There's also Reload in Address Bar, which I prefer.

https://addons.mozilla.org/en-US/firefox/addon/reload-in-add...

Or you can use the "double tap the dots menu" trick.


Thanks. The 'Double tapping dots menu' trick is neat indeed, sometimes we don't figure these things on our own :).


I primarily use Firefox on my desktop, but I use Brave on mobile. It seems somewhat easier on the battery than Chrome, which would make sense being as it's blocking content that can be CPU intensive.

You might like it, though. I've used Brave's mobile sync and it works for bookmarks across devices quite well. It's surprisingly simple to set up, too. I don't fret much about forgetting whether I opened a tab on my phone or desktop if I remember to bookmark it.

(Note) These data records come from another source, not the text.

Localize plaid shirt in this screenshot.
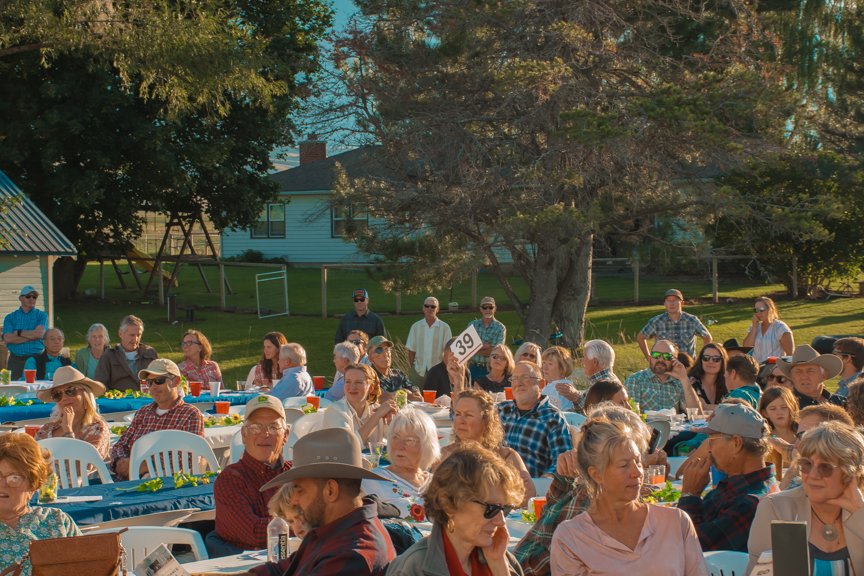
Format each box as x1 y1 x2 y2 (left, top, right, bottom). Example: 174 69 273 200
3 308 48 356
213 453 291 550
111 398 204 470
678 466 778 552
274 498 396 576
498 396 573 478
178 360 222 390
642 312 711 356
468 318 507 366
624 368 684 412
513 474 591 576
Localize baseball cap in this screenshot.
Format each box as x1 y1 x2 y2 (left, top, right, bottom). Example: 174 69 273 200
246 394 285 419
138 358 180 380
708 404 765 439
366 336 393 350
663 288 684 301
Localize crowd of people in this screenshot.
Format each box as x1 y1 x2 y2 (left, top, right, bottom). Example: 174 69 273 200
0 286 864 576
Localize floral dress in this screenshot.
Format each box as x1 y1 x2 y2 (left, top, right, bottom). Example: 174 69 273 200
0 506 81 576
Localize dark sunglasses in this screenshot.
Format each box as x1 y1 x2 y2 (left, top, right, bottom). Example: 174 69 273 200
51 387 81 402
798 458 840 478
472 500 515 520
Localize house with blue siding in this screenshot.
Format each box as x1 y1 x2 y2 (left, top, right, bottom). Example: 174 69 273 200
221 141 378 265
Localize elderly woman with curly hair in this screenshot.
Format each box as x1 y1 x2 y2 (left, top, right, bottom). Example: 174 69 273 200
747 421 864 574
441 390 537 502
551 417 708 576
387 444 522 576
0 433 81 576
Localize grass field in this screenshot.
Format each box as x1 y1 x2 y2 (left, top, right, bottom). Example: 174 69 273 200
56 265 864 386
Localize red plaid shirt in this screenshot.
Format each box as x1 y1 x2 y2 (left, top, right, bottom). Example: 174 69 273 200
213 453 291 550
111 398 204 470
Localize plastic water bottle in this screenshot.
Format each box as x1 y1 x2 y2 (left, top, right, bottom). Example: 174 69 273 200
267 516 288 562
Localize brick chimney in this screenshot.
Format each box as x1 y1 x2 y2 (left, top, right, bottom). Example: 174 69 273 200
300 132 327 166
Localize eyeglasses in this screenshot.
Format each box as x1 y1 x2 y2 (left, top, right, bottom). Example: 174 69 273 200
51 386 81 402
472 500 514 520
0 474 27 488
798 458 840 478
244 424 285 436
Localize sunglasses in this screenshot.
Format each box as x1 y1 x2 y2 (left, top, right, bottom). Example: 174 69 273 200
51 386 81 402
798 458 840 478
472 500 515 520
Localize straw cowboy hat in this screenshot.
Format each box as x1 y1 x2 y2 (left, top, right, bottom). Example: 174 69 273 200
36 366 105 402
261 428 387 492
777 344 843 380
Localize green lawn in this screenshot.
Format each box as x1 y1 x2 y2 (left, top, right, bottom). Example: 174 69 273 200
56 265 864 385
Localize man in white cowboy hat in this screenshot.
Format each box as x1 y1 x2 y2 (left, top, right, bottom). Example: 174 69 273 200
255 428 396 576
36 366 110 458
777 344 843 408
207 394 291 558
111 358 204 480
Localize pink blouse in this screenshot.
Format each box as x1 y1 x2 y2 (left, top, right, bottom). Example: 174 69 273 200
551 505 708 576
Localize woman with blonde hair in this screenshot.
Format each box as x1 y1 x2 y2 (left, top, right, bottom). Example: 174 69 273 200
743 296 795 364
441 389 537 502
551 417 708 576
178 330 222 390
746 421 864 574
474 344 516 394
387 444 523 576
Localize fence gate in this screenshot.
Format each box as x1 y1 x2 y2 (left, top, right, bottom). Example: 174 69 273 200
255 268 289 318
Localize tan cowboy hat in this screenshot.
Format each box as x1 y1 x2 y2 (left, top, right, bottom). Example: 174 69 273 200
36 366 105 402
777 344 843 380
261 428 387 492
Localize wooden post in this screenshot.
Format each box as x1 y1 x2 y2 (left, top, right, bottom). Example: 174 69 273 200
321 266 327 319
792 256 798 298
711 256 720 304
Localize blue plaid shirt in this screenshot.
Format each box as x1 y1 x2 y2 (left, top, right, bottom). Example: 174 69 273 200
642 312 711 356
3 308 48 356
468 318 507 366
498 396 573 478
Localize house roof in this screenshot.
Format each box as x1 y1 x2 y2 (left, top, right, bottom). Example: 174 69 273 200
270 146 370 192
0 170 78 256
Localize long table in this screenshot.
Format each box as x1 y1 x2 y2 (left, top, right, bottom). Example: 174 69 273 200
0 393 257 422
33 477 216 526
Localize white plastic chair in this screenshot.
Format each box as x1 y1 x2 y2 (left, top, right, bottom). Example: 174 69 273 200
703 550 750 576
90 526 210 571
129 430 219 480
39 438 114 488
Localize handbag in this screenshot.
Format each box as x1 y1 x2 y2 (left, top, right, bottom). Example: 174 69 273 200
0 528 126 576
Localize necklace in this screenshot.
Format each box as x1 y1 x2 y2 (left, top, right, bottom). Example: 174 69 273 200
810 507 843 542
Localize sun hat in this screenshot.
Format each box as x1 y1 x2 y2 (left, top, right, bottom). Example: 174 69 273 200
36 366 105 402
777 344 843 380
261 428 387 492
138 358 180 380
246 394 285 420
707 404 765 439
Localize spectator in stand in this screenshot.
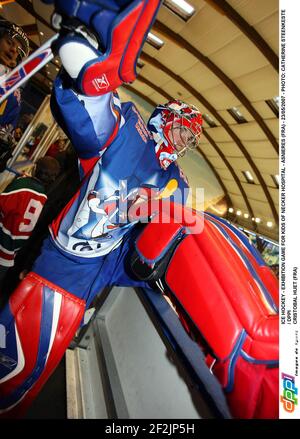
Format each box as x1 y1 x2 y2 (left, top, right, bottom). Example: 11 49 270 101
0 157 60 287
46 138 66 158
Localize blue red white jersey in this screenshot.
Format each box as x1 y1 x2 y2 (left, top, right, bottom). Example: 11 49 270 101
0 177 47 267
50 77 188 258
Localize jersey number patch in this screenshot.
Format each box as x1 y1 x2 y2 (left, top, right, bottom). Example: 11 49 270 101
19 199 43 232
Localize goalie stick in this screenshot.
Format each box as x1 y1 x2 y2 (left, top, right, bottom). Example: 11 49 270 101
0 34 58 104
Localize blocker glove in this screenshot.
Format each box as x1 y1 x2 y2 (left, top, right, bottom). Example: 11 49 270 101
43 0 162 96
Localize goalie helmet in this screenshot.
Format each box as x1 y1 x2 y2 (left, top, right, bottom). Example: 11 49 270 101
148 100 203 169
0 18 29 62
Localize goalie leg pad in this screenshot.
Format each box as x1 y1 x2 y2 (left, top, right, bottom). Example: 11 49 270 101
0 273 85 418
131 206 279 418
66 0 161 96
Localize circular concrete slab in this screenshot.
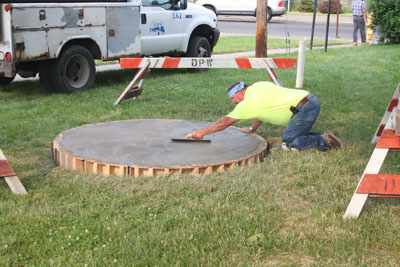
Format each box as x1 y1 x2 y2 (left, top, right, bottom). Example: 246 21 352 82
53 120 267 176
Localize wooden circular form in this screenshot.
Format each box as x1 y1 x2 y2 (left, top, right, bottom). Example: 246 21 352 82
52 120 268 176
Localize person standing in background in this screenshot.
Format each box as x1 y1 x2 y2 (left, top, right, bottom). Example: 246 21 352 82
351 0 368 46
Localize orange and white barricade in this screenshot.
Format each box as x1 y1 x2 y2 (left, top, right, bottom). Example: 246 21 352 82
114 57 297 105
343 84 400 219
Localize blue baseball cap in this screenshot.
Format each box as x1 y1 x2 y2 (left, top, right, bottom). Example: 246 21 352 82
228 82 245 98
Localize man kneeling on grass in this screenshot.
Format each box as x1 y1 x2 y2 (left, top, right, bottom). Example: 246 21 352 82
186 82 343 151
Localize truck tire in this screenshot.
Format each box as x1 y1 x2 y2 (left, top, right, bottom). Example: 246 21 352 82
51 45 96 94
186 36 211 72
0 77 14 86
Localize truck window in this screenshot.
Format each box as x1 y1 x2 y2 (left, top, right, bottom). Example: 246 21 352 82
142 0 172 9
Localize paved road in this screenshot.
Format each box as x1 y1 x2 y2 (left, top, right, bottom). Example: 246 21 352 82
218 18 353 41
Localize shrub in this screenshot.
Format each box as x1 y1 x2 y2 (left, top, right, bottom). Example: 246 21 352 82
368 0 400 44
318 0 342 14
297 0 316 12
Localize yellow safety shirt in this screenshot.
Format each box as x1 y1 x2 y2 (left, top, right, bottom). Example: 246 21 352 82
226 82 308 126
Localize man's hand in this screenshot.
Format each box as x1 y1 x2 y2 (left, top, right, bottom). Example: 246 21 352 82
185 131 204 139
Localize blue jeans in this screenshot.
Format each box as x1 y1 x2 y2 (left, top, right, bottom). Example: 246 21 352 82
282 95 329 151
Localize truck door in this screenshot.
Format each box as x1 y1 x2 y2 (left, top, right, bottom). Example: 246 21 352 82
141 0 184 55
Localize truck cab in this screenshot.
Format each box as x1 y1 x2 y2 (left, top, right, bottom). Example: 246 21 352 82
0 0 219 93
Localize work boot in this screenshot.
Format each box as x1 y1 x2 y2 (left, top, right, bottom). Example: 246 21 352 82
322 129 344 149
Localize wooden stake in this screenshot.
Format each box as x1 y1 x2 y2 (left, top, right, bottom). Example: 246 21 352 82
0 149 27 195
256 0 268 57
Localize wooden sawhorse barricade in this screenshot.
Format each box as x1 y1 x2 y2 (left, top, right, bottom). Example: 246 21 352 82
0 149 27 195
114 58 297 105
343 84 400 219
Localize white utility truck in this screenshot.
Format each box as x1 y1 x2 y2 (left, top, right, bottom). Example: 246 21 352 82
0 0 219 93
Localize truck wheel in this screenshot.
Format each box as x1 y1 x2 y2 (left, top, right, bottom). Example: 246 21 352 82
267 8 272 21
0 77 14 86
186 36 211 72
52 45 96 93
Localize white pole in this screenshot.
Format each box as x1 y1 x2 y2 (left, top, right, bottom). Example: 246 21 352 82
296 37 307 88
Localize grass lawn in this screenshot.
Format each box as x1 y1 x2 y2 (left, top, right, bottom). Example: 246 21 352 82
0 45 400 266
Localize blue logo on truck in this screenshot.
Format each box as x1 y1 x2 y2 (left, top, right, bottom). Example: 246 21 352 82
150 20 165 35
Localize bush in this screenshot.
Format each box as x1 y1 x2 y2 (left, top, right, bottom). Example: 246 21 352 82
318 0 342 14
297 0 314 12
368 0 400 44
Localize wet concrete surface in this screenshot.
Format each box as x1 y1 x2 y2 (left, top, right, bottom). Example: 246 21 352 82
59 120 266 167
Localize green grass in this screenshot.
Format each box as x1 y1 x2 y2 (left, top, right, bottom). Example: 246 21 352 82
0 46 400 266
213 36 351 54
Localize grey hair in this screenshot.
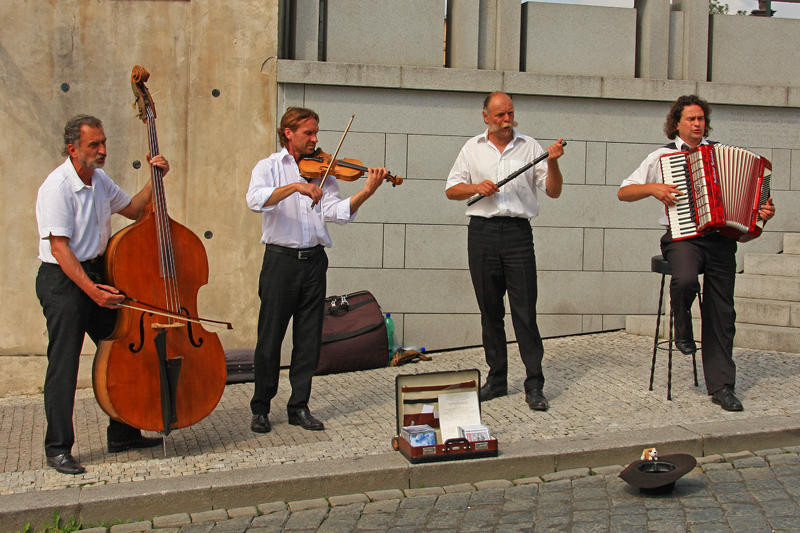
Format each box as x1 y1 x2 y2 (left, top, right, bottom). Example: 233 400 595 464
64 115 103 155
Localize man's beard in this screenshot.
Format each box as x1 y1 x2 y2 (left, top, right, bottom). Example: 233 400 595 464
81 157 106 170
489 120 518 133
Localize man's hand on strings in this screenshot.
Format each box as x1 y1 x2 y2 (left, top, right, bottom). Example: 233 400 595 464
89 283 125 309
145 152 169 176
295 183 322 205
364 167 389 196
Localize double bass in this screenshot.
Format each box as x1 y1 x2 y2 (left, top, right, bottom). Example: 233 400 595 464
92 65 231 435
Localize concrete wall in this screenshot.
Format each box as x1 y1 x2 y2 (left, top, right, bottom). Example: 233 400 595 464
0 0 800 376
278 61 800 349
711 15 800 87
0 0 277 354
523 2 636 78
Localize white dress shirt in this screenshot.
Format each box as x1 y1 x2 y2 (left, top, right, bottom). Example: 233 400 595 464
619 137 708 227
36 158 131 264
445 129 547 219
247 148 355 248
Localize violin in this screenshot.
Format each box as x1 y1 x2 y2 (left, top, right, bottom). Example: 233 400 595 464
297 148 403 187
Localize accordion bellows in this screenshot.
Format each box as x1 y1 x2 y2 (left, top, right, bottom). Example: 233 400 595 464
660 144 772 242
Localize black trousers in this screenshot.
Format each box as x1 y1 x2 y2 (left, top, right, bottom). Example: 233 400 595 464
661 231 736 394
36 261 141 457
250 244 328 415
467 217 544 392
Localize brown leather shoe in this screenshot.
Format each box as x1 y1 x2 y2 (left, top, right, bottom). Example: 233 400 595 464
47 453 86 475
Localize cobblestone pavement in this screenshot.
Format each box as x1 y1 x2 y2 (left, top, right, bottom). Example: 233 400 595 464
78 446 800 533
0 331 800 495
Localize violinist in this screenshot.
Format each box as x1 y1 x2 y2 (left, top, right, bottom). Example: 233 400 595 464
36 115 169 474
247 107 387 433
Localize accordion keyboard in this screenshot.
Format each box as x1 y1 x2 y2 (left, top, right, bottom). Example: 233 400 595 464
661 153 698 239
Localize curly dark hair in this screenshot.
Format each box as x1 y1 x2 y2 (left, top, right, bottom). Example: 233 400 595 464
63 115 103 155
664 94 711 139
278 107 319 148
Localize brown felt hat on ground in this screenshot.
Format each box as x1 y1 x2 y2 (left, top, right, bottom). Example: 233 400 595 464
619 453 697 493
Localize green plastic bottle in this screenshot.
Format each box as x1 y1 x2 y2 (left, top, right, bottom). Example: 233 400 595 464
383 313 396 359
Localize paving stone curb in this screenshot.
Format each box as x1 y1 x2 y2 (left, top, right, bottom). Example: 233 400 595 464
25 446 800 533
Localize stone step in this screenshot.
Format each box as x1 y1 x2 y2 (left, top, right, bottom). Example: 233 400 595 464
734 276 800 302
783 233 800 255
733 322 800 353
744 253 800 277
736 298 800 327
625 315 800 353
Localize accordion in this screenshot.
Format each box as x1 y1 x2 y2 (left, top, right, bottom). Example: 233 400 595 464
660 144 772 242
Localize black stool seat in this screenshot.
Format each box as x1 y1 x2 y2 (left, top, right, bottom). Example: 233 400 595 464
650 255 703 400
650 255 672 276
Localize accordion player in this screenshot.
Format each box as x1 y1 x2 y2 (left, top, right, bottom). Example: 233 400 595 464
659 144 772 242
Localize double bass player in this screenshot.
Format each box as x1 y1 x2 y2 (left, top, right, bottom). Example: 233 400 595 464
36 115 169 474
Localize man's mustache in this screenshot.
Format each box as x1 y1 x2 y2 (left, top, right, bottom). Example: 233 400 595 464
489 120 519 132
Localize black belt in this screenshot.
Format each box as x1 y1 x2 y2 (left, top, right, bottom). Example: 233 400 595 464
267 244 325 261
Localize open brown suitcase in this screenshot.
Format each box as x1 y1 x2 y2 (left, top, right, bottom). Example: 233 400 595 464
392 368 497 463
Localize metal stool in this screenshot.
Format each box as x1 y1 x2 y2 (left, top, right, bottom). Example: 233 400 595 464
650 255 703 400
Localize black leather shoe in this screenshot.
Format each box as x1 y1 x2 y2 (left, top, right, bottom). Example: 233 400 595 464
108 435 164 453
479 383 508 402
675 339 697 355
525 389 550 411
47 453 86 475
250 415 272 433
711 387 744 411
289 408 325 431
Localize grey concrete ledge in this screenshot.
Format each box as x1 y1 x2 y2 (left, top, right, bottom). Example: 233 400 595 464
0 415 800 531
277 59 800 107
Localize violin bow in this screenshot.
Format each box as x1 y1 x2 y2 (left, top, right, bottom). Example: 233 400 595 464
318 114 356 192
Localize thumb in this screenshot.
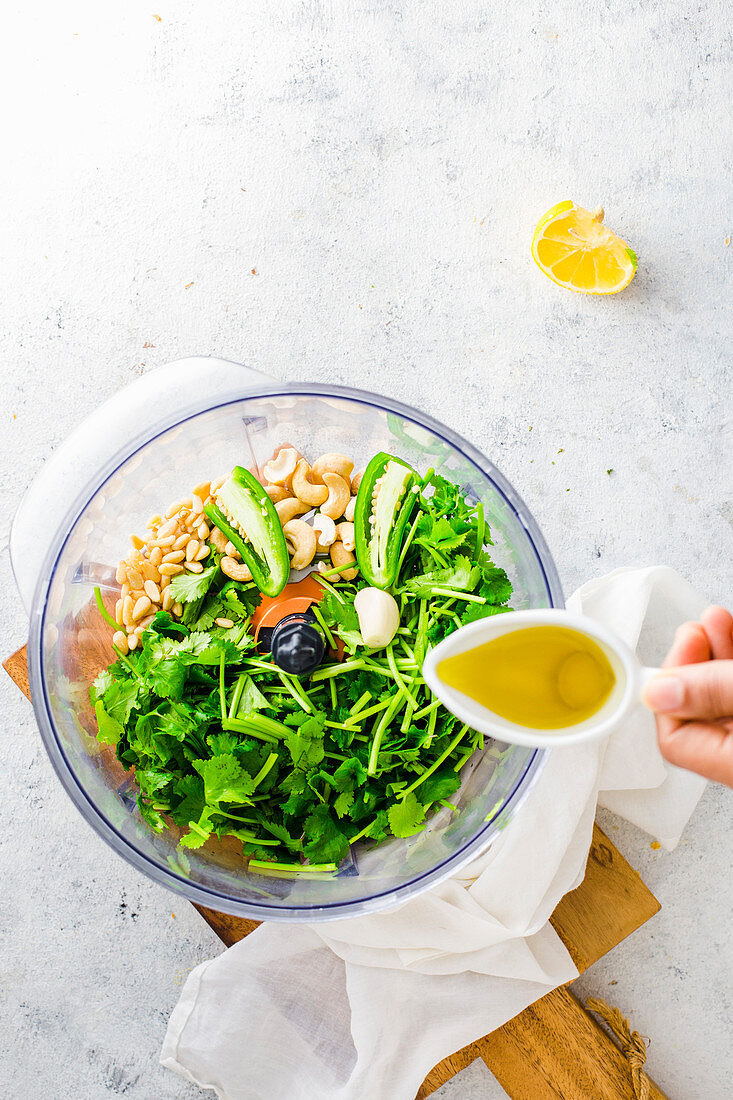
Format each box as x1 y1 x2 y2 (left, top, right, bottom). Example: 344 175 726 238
644 660 733 718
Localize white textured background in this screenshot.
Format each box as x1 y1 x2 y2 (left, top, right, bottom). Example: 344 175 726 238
0 0 733 1100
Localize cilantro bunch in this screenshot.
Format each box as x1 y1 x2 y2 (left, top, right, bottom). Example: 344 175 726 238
91 472 512 875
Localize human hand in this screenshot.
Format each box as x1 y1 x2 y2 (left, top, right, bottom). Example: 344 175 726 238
644 607 733 787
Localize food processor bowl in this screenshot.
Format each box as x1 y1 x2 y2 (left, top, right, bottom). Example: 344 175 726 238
19 360 562 921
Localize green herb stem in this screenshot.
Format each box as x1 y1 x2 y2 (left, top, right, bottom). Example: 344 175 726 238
95 587 122 634
433 589 486 604
400 726 468 799
367 692 409 776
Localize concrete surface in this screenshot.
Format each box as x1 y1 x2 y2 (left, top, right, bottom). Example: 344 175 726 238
0 0 733 1100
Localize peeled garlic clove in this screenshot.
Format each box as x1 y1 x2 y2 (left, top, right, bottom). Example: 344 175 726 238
313 512 336 553
353 589 400 649
262 447 298 485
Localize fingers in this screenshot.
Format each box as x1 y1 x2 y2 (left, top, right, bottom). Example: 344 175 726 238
695 606 733 664
644 661 733 721
663 623 710 669
657 718 733 787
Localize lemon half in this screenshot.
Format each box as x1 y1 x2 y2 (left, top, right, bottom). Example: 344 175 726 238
532 199 637 294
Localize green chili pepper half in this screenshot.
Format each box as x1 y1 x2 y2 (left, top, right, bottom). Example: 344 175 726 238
353 451 418 589
204 466 291 596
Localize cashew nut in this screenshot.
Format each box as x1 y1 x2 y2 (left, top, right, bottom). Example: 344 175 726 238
336 523 357 550
328 542 359 581
320 470 351 519
262 447 298 485
353 589 400 649
310 453 353 482
265 485 292 504
209 527 229 553
219 556 252 581
313 512 337 553
293 459 328 503
283 519 317 569
275 496 309 526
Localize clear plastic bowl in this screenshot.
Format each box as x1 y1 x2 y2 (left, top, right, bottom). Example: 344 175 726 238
22 385 562 921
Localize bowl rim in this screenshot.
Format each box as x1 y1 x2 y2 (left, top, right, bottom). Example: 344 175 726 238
28 383 565 922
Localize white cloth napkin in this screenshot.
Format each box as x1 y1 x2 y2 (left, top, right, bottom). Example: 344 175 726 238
161 567 705 1100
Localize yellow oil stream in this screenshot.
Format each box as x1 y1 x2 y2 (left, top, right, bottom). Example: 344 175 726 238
437 626 615 729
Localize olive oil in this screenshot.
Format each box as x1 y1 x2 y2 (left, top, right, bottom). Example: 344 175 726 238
437 626 615 729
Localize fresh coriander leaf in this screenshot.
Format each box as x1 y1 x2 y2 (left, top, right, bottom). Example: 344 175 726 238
332 757 369 791
413 768 461 805
387 791 425 837
89 669 112 703
284 712 326 771
102 680 143 725
193 752 252 805
461 604 512 626
95 700 124 745
171 774 206 825
333 791 353 817
405 554 477 598
479 553 513 604
138 794 165 833
171 565 219 604
236 675 271 718
303 805 349 864
364 810 389 840
147 612 186 636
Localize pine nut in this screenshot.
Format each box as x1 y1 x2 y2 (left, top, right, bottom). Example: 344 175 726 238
122 596 135 626
132 596 150 623
145 581 161 604
128 569 142 589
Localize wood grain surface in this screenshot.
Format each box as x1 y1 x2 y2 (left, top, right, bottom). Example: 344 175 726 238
4 647 666 1100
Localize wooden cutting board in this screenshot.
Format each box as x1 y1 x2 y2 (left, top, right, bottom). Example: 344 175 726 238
4 647 666 1100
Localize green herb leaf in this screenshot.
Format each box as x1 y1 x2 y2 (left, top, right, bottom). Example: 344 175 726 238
387 791 425 837
171 565 219 604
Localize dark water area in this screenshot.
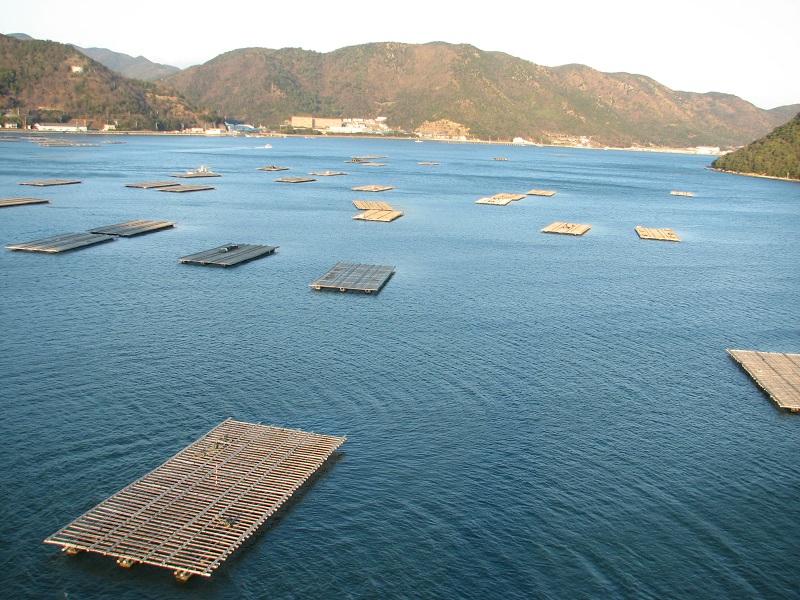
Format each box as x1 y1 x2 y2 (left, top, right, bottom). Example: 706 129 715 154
0 136 800 599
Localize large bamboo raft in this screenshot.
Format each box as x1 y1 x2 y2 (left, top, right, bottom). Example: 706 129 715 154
44 419 345 580
727 350 800 412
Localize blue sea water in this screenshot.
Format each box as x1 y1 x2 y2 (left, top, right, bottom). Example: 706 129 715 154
0 136 800 599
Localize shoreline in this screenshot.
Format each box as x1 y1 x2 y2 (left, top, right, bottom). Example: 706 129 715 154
706 167 800 183
0 129 724 156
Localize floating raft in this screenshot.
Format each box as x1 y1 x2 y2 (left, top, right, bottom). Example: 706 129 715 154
475 193 525 206
125 181 180 190
542 221 592 235
350 184 394 192
158 184 217 194
635 225 681 242
20 179 80 187
353 210 405 223
0 198 50 208
170 171 222 179
275 177 316 183
178 242 278 267
308 263 394 294
44 419 346 581
727 350 800 412
89 221 175 237
353 200 405 223
6 233 114 254
353 200 394 210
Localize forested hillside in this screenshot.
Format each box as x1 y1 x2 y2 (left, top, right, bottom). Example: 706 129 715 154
0 35 210 130
712 114 800 180
164 42 785 147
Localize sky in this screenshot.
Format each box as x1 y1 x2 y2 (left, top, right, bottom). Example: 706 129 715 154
0 0 800 109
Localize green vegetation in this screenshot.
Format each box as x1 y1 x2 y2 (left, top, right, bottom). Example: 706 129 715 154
163 42 786 147
0 35 209 130
711 114 800 180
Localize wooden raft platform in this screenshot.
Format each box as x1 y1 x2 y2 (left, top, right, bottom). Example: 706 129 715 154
726 350 800 412
542 221 592 235
475 193 525 206
635 225 681 242
350 184 394 192
353 200 394 210
44 419 346 581
353 200 405 223
0 198 50 208
89 221 175 237
178 242 278 267
275 177 316 183
170 171 222 179
6 233 114 254
308 262 394 294
353 210 405 223
20 179 80 187
125 181 180 190
156 183 217 194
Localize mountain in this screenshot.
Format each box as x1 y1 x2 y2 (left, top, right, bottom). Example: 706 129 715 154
73 44 180 81
0 35 209 130
711 113 800 180
163 42 785 147
8 33 180 81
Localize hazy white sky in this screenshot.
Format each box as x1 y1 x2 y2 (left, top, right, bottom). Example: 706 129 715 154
0 0 800 108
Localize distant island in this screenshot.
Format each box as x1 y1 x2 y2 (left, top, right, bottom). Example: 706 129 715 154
711 113 800 180
0 34 800 154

That said, I still use KDE connect to send links to my primary Firefox instance and vice-versa, but the bookmark sync is in some ways more convenient. I'd imagine they'll eventually synchronize more things, like tabs.


That's because bad developers focused on WebKit-only experience, forgetting about other browsers.

The same happens when some sites require Chrome to work, blocking all the rest. In 2019 it's unacceptable


Am I misunderstanding your comment or are you implying that the missing "pull to refresh" feature is somehow the website developers' fault?

Because it's 100% just a missing feature in Firefox mobile, there's nothing website developers should add to "make it work" on it.


Try Kiwi Browser for Android. Its a Chromium-based browser with built-in ad-block. If you want, you can even install uBlock Origin or any other extensions as it natively supports extensions.


I use this, though disclaimer, its not "really" open source.


I'm not a mobile dev so maybe this is a naive question, but wouldn't this be pretty easy for FF to add?


Also, for developers, you can't inspect web-socket frames natively in FF yet, you have to use an extension.